Many of these lines of credit and loans were guaranteed by the United States Small Business Administration (SBA), which helps small businesses by guaranteeing loans issued by certain banks.
The thieves built up the credit scores by adding the stolen identity to an authorized user who agreed to the scheme in return for a fee. Scores for the bogus IDs shot up to from 700 to 800 as a result.
They had help: A manager at a JPMorgan Chase & Co. branch in Edgewater and a loan officer at a Citibank Inc. branch in Clifton were among those charged with helping to defraud the SBA by creating fake documents.
Park and his co-conspirators also got collusive merchants to process credit card transactions through swipe machines even though none occurred. In exchange, the merchants got what’s known as a “kkang fee.”
With the profits, crew members treated themselves to luxury cars, fine whiskey, designer shoes. Some even got cash advances, federal authorities said.
The defendants also deposited checks into accounts with insufficient funds and withdrew money before anyone noticed, the feds said. They also wrote checks to pay down credit cards and then charged them to the maximum, Fishman said.
In one case, ring members leased Lexuses or Mercedes, make one payment, then sold the cars, the FBI said.
The bills ended up going to people on the other side of the globe who had no idea what happened. The banks, in turn, took the losses.
Park was so brazen that he advertised in local Korean newspapers that “he and his co-conspirators could obtain driver’s licenses, credit cards, and money for their customers, virtually all of whom were of Korean descent,” according to the original 138-page federal arrest complaint.
The FBI dubbed the operation “a virtual crime superstore, with one-stop shopping for a variety of criminal needs.”
The bureau called the extent of the fraud “substantial, if not staggering.”
The government chased down those involved and secured dozens of guilty pleas. With so many people willing to present their version of the events, Park had little choice but to accept a plea deal.
Detectives from the Bergen County Prosecutor’s Office got onto the trail after arresting a man named Kang-Hyok Choi and charging him with killing an associate and two of the victim‘s family members in Tenafly in 2008. The men apparently had been arguing over how to split profits from the illicit enterprise.
It was the first break in what became one of the largest identify fraud cases prosecuted in New Jersey.
Authorities said Choi, of Valley Stream, stole several credit cards from one of the victims, pulled $100,000 from the accounts, then flew to Los Angeles, where he was arrested on May 18, 2008, on a warrant out of Bergen County. Police said he was carrying $88,000 in cash, $14,000 in casino chips, 27 credit cards, two driver’s licenses, and two identification cards — none in his name — when he was arrested.

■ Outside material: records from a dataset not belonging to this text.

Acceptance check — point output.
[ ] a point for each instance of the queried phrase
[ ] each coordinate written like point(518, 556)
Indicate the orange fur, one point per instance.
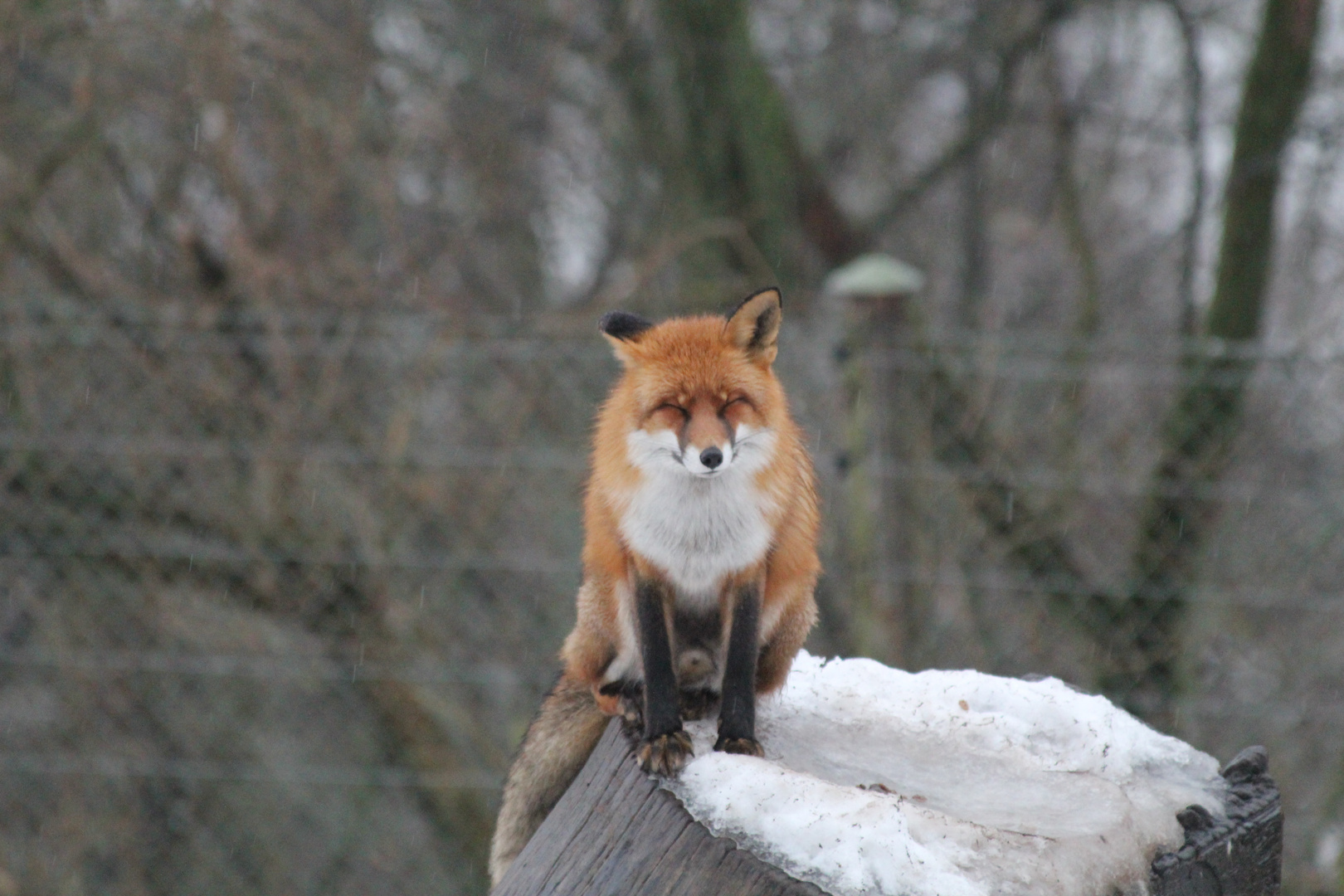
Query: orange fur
point(700, 377)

Prosecutor’s detectives also seized a computer during the investigation that led them directly to Park’s crew.
They then plucked an unidentified co-conspirator who bought a genuinely issued U.S. Social Security card and a counterfeit Korean passport while working for the government.

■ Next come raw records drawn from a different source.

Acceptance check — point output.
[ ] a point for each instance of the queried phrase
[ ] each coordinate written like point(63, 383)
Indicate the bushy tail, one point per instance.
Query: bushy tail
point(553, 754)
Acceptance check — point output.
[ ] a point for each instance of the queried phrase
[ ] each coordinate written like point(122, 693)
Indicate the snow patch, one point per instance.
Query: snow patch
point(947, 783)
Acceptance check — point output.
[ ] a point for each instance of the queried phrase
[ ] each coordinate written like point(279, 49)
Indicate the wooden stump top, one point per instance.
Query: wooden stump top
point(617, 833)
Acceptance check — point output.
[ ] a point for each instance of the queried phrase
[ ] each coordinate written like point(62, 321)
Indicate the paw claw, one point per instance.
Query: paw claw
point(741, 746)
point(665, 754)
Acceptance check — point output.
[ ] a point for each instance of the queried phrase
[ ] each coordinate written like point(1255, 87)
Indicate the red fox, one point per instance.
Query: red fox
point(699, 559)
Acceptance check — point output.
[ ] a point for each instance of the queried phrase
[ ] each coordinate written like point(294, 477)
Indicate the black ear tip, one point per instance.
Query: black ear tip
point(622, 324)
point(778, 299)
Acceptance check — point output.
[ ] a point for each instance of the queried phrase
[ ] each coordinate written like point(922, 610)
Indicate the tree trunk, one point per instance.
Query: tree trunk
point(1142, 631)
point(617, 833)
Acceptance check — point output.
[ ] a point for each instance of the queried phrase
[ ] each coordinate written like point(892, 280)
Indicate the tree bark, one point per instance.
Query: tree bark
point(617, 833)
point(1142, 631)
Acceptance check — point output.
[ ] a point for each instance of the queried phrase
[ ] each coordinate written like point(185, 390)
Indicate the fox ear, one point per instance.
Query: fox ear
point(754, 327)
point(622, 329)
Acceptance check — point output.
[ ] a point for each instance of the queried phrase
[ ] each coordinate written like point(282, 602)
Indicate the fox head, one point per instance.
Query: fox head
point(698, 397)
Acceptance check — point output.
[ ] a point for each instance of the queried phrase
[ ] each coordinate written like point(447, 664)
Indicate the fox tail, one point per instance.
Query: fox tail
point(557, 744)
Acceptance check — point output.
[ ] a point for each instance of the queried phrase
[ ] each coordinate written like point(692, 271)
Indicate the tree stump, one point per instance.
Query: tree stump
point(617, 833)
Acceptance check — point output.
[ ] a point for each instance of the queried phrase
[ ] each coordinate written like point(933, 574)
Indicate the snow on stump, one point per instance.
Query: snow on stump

Dozens of people accused of participating in Park’s operation were scooped up one September 2011 morning in Palisades Park, Tenafly, River Edge and elsewhere and brought to FBI headquarters by hundreds of federal and local investigators.
One of the defendants, Yoon-Sang Kim of Allendale, was arrested in Fort Lee while driving a vehicle registered to his wife, authorities said. In the car, police found several counterfeit IDs with Kim’s photograph in other people’s names, some of which were used to open bogus bank accounts.
Fishman credited agents from the FBI and IRS, as well as those from the Department of Homeland Security’s Immigration and Customs Enforcement, and Bergen County Prosecutor John L. Molinelli, whose detectives‘ work made the case possible.